Chapter 1: Back to basics and the bottom line
After working a year in the corporate realm and figuring out ways to put my business degree to work, I decided to apply it to my training. A big part of the corporate realm is cutting the bulk and getting to the bottom line.
“So what makes a good training routine” you might ask? Well before you can just pick a routine from the many thousands out there, you must follow step one.
Step 1 – Ask the Right Questions
- What are my goals?
- How will I reach them?
- Who has achieved the success I am aiming for?
- When will I find the time to fit this program in my lifestyle?
- Where do I see myself in 3weeks, 6 months, 1 year… from now?
A training routine doesn’t have to have fancy percentages, bands, chains, different bars, boards, boxes or a large variety of movements to be successful. All that you need for a successful training plan is:
Step 2 – The 5 Answers
No matter what goals you have in mind, without the 5 A’s you will fall short of executing your vision.
If you have no aim, then what are you training for?
If you have the wrong approach then how will you come to get bigger, faster, stronger, and leaner?
If you have the wrong attitude then how will you stay motivated to follow through on your training?
If you cannot adapt then how do you expect to survive and succeed?
If you do not have the 4 important qualities listed above then what can you achieve outside of failure?
This brings me to step 3, only YOU can prevent performance failures.
Step 3 – Remember the 5 Rules
When choosing a training plan you have to remember these 5 important rules.

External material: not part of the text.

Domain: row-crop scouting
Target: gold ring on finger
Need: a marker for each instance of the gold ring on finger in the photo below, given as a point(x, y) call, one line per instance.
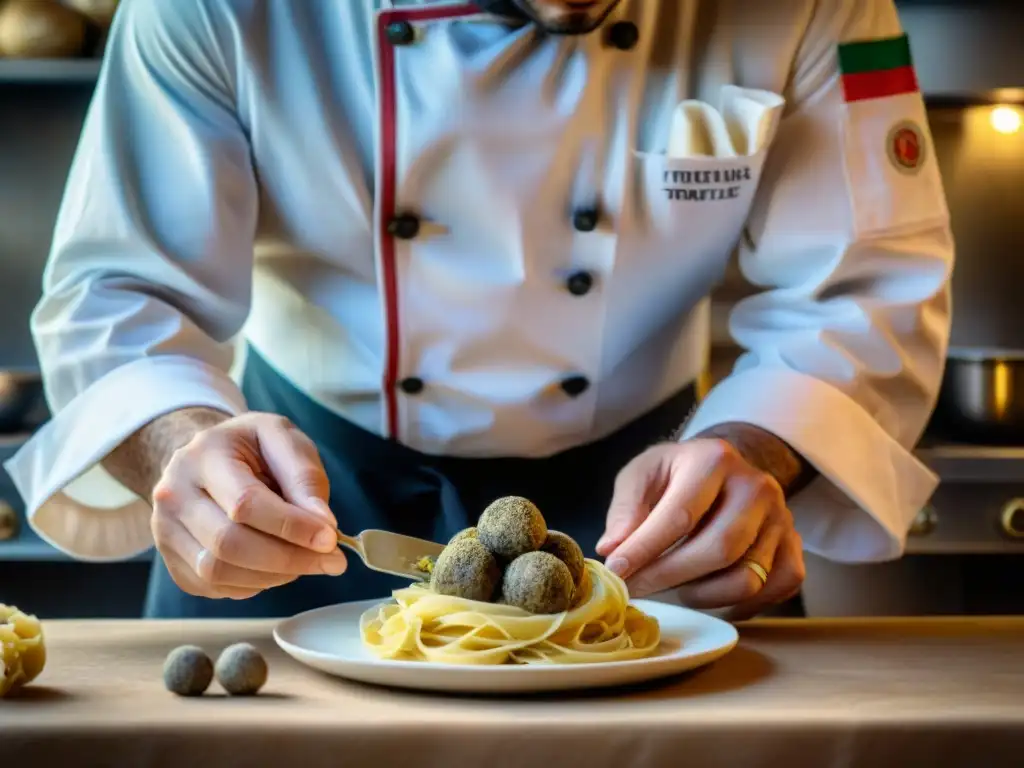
point(758, 569)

- Respect those who made the training routine and the hard work that went in to it. The last time I checked you were asking others for their advice or else you would have made your own training routine.

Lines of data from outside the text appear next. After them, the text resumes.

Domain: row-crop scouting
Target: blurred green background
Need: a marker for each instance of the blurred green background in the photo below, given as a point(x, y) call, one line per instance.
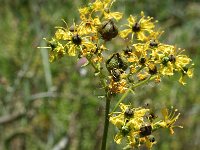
point(54, 106)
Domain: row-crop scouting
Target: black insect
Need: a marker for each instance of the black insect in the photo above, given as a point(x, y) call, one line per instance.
point(116, 73)
point(129, 113)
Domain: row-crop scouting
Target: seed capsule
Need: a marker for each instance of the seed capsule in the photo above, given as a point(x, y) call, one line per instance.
point(108, 30)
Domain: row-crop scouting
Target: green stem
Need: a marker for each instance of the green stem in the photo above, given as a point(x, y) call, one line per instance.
point(121, 99)
point(106, 122)
point(130, 89)
point(108, 99)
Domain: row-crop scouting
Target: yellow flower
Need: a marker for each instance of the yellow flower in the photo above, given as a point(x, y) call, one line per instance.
point(186, 72)
point(141, 28)
point(169, 119)
point(89, 25)
point(74, 40)
point(104, 6)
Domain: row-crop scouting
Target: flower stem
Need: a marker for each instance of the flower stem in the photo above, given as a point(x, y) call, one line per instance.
point(130, 89)
point(106, 121)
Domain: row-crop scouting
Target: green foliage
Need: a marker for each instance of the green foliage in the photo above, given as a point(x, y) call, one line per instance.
point(43, 103)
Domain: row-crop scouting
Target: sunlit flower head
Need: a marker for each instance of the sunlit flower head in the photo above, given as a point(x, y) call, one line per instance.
point(141, 28)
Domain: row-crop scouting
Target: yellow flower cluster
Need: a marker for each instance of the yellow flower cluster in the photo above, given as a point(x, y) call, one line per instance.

- Take responsibility for your actions. Don’t blame your spotter, your loved ones, your peers, your job, your car, your training routine, the author, the weather or anyone or thing else but yourself.
- Always be righteous but never self-righteous. If a training program is not working for you maybe it’s because you haven’t stood true to your goals; which brings me to the next rule:
- Do your research before embarking on a 12 week training program. Chances are if you are not seeing results you are doing it wrong. Don’t choose a plan meant for putting on size when your goal is strength; or follow one built for building speed when you really just want to burn fat.
- Last but not least be realistic about your goals. Use your own progress as a guideline. If you have been training for the last 5 years and had not had one single personal record where you increased your best by 50lbs in one sitting; then definitely don’t count on it following a stranger’s advice.